Modeling of optical circuit and analysis of polarization errors for the reflective optical voltage sensor

The polarization errors of optical circuit limit the accuracy of the quasi-reciprocal reflective optical voltage sensor. The transmission models of discrete optical components and the splice points were developed based on the theory of Jones matrix. Also, a comprehensive transmission model of optical system was derived. The influences of polarization errors on the system performance were analyzed and simulated theoretically. The theoretical and experimental results show that the sensitivity is dependent on factors including the degree of polarization of the light source, the extinction ratio of the polarizer and the azimuth angle between the principle axes of the polarizer and the modulator, the polarization errors induced by which exhibit no influences on the accuracy when the gain of the electrical circuit is large enough.
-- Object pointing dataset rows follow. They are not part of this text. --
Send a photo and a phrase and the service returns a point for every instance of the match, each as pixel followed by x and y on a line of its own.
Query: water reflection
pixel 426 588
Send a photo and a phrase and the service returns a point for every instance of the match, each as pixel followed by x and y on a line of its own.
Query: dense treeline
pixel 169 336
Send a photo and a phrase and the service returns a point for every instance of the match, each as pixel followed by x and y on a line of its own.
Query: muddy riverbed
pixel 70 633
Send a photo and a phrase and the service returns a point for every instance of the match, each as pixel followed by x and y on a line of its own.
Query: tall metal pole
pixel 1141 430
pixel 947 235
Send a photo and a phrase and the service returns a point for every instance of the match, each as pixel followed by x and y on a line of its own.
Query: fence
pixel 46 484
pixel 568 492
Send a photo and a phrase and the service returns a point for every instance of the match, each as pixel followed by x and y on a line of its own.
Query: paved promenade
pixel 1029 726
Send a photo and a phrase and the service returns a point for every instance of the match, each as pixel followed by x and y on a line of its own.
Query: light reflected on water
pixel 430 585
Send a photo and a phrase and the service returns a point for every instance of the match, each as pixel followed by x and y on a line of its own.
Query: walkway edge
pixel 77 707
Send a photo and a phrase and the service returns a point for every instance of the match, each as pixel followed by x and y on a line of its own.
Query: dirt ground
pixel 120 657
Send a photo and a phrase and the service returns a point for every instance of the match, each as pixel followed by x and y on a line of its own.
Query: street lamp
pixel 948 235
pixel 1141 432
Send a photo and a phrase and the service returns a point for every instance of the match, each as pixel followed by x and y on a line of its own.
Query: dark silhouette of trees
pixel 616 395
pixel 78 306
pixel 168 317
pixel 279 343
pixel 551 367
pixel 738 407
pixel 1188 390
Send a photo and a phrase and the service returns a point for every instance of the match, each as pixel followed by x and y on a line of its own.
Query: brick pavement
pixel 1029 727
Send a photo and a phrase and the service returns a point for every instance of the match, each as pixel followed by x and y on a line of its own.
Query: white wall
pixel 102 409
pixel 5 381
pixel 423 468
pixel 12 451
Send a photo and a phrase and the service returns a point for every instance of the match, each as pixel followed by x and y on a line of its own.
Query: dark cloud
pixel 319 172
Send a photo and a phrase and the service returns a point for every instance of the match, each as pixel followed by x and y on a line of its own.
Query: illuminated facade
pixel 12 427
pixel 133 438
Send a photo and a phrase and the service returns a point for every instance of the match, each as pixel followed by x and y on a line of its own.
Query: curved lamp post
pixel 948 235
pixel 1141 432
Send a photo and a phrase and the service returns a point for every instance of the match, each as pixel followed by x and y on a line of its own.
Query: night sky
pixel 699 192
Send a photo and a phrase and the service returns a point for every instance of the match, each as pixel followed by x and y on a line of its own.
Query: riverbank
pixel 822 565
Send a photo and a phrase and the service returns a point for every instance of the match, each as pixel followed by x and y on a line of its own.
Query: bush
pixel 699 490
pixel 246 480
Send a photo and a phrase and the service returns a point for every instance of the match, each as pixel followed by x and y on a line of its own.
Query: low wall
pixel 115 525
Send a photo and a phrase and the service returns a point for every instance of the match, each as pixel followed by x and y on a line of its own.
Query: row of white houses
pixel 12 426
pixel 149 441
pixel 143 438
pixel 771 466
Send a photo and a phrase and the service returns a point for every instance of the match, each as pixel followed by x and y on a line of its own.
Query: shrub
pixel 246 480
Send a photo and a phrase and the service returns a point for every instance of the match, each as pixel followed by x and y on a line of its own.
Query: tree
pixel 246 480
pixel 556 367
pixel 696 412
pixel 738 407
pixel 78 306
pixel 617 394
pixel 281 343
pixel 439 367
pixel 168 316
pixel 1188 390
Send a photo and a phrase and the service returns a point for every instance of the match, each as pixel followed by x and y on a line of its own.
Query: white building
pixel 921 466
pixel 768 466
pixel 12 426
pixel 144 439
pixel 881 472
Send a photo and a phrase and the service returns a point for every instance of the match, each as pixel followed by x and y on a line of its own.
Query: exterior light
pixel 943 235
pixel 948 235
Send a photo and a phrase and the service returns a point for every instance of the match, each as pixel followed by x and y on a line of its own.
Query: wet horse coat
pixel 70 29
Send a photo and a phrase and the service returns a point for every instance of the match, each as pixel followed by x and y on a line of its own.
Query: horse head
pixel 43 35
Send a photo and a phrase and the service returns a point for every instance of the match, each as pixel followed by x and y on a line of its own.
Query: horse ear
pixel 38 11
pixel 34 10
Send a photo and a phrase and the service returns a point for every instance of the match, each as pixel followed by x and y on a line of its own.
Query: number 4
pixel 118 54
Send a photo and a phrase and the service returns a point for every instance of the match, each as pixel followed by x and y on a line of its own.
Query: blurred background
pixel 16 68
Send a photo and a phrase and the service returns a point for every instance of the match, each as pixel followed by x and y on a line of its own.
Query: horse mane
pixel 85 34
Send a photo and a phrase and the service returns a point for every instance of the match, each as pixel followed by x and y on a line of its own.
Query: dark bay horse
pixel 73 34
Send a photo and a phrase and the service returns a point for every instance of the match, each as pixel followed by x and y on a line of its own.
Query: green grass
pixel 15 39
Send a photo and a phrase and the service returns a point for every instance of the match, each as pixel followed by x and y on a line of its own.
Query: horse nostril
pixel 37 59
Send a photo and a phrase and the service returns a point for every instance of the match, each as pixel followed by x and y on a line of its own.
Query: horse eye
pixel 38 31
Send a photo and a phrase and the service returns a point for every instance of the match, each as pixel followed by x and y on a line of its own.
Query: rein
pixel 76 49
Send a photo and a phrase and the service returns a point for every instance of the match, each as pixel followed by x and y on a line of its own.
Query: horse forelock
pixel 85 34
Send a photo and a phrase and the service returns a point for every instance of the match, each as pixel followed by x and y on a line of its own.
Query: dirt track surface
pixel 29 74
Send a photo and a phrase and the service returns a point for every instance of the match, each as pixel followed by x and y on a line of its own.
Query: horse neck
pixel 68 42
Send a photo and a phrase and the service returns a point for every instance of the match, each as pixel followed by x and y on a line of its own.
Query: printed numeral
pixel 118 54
The polarization errors induced by the rotation angle of Faraday rotator, the azimuth angle of the collimator-Faraday rotator with respect to the BGO crystal can mainly result in measurement error, which is sensitive to the environmental changes and brings on the output drift. According to the standard of IEC 60044-7 0.2S, the rotation angle of Faraday rotator and the azimuth angle between collimator-Faraday rotator and BGO crystal should be less than 1.6° and 1.85°, respectively. It is also useful to the design of the optical circuit and the errors compensation of the quasi-reciprocal reflective optical voltage sensor.